Parsing Issue handling self closing html tag
sjawaji opened this issue · comments
Looks there is some issue parsing self closing html tags. Not sure if this is a known issue.
package main
import (
"fmt"
"github.com/microcosm-cc/bluemonday"
)
func main() {
p := bluemonday.NewPolicy()
p.AllowElements("p")
htmlPayload := `<html xmlns="http://www.w3.org/1999/xhtml"><head><title/></head><body><p>body</p></body></html>`
body := p.Sanitize(htmlPayload)
fmt.Println(body)
}
Result:
</head><body><p>body</p></body></html>
If I remove the self closing title <title/>
tag from the payload, then it is working fine and output is as expected.
<p>body</p>
Garbage in, garbage out applies.
https://developer.mozilla.org/en-US/docs/Web/HTML/Element/title
Both opening and closing tags are required. Note that leaving off </title> should cause the browser to ignore the rest of the page.
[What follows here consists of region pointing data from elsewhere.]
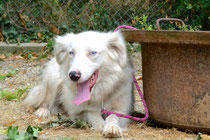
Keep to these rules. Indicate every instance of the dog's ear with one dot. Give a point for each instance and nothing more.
(61, 47)
(117, 48)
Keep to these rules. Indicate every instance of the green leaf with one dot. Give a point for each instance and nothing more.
(13, 132)
(29, 56)
(2, 77)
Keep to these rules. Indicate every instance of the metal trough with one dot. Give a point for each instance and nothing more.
(176, 76)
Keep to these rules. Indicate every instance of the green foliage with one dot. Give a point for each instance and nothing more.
(10, 74)
(193, 12)
(12, 96)
(31, 133)
(142, 23)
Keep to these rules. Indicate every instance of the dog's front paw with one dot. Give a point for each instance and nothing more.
(112, 130)
(42, 112)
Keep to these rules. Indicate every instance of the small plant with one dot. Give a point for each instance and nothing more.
(31, 133)
(12, 96)
(142, 22)
(10, 74)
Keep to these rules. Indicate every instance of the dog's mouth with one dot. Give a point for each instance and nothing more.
(84, 89)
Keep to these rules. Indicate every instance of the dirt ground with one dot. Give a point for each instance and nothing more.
(29, 72)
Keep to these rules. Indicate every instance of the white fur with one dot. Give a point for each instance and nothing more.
(113, 88)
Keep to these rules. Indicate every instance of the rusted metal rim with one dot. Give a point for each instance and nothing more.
(176, 37)
(168, 19)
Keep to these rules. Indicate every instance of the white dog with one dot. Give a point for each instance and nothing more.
(91, 72)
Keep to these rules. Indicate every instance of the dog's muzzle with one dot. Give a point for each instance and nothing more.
(75, 75)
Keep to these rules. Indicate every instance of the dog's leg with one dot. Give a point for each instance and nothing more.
(111, 127)
(96, 120)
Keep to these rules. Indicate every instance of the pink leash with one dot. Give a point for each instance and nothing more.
(139, 91)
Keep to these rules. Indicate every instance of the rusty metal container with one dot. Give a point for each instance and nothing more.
(176, 76)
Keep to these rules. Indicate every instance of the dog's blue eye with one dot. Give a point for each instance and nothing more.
(92, 53)
(71, 53)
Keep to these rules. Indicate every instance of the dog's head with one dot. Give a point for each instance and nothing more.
(85, 53)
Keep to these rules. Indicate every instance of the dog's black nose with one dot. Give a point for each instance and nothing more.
(75, 75)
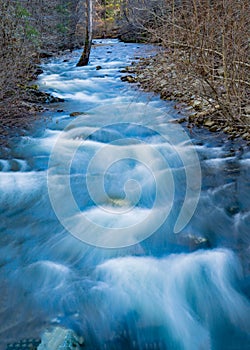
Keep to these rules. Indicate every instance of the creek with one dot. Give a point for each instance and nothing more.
(118, 224)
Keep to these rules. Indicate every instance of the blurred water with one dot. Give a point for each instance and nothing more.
(163, 290)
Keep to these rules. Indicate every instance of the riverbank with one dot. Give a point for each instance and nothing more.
(160, 74)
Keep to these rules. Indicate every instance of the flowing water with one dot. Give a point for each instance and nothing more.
(117, 224)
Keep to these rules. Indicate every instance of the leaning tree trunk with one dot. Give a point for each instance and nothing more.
(84, 60)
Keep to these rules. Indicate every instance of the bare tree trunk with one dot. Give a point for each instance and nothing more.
(84, 60)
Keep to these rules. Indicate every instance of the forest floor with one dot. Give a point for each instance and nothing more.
(159, 74)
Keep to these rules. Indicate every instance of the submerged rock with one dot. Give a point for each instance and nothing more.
(60, 339)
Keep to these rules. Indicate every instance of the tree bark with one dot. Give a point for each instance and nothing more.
(84, 59)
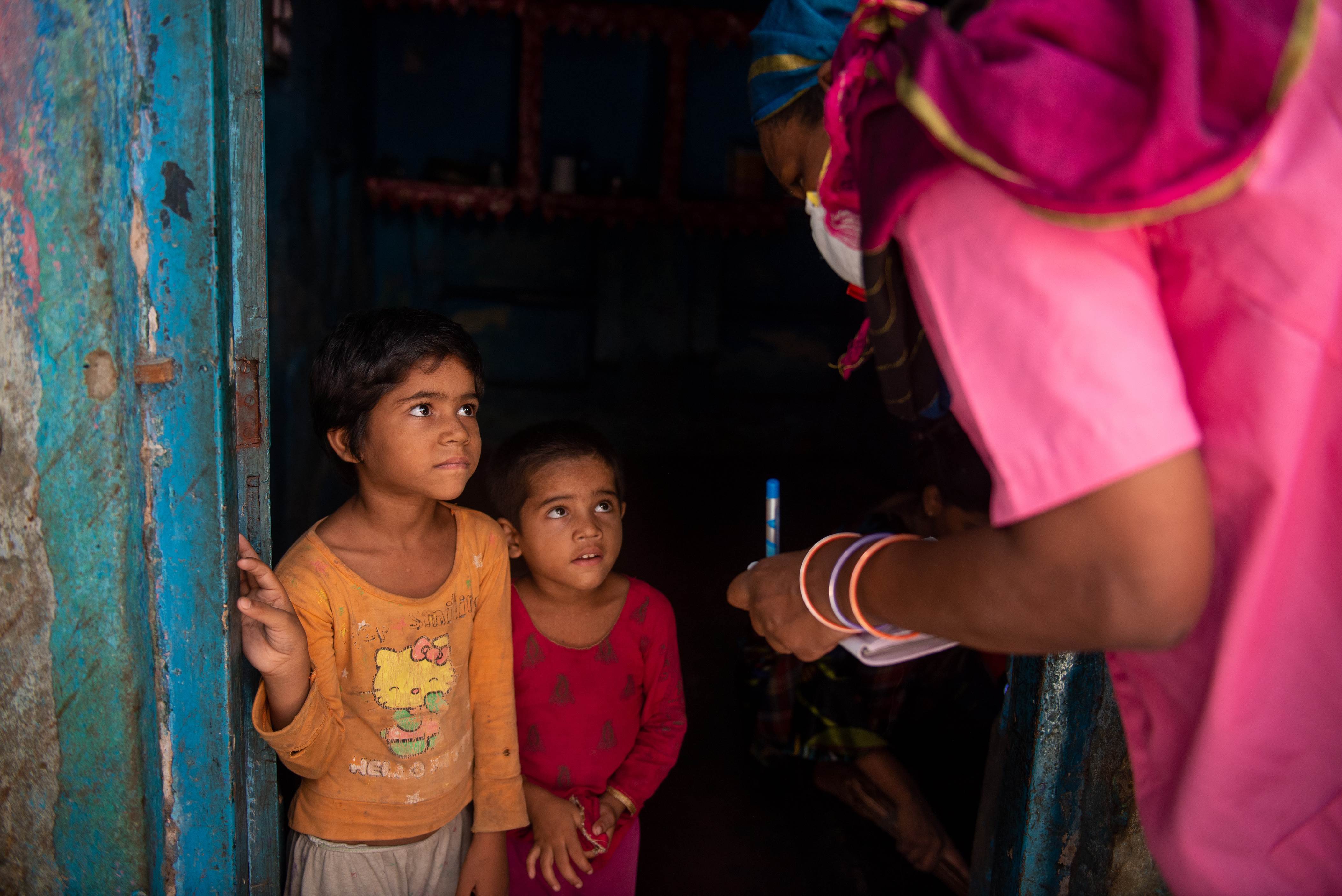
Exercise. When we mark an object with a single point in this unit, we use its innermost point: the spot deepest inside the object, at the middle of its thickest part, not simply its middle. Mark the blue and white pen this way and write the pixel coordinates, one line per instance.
(771, 518)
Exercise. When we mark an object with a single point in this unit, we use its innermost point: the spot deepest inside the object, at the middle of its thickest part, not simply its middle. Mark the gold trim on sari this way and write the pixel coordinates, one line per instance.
(1295, 54)
(925, 111)
(780, 62)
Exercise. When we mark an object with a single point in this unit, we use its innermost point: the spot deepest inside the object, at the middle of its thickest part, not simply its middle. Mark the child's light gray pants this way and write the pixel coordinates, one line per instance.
(427, 868)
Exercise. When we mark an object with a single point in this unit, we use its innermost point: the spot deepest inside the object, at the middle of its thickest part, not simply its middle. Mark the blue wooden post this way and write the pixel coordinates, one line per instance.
(1058, 813)
(132, 284)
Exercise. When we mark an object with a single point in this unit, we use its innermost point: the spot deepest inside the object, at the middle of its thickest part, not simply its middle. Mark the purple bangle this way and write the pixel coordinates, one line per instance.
(834, 575)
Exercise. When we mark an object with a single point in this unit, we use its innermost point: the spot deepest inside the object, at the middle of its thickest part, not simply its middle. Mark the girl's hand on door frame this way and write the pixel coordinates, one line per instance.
(273, 637)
That is indeed what happens, the rest of the page is ignored (as HTML) and thus just escaped to make it safe.
Valid HTML is expected, but if not then bluemonday will make it safe to display within a HTML page (from an XSS perspective).
You should either omit the title
tag or close it as per HTML specification.
This behaviour in bluemonday, comes from the go/x/html package but it is correct.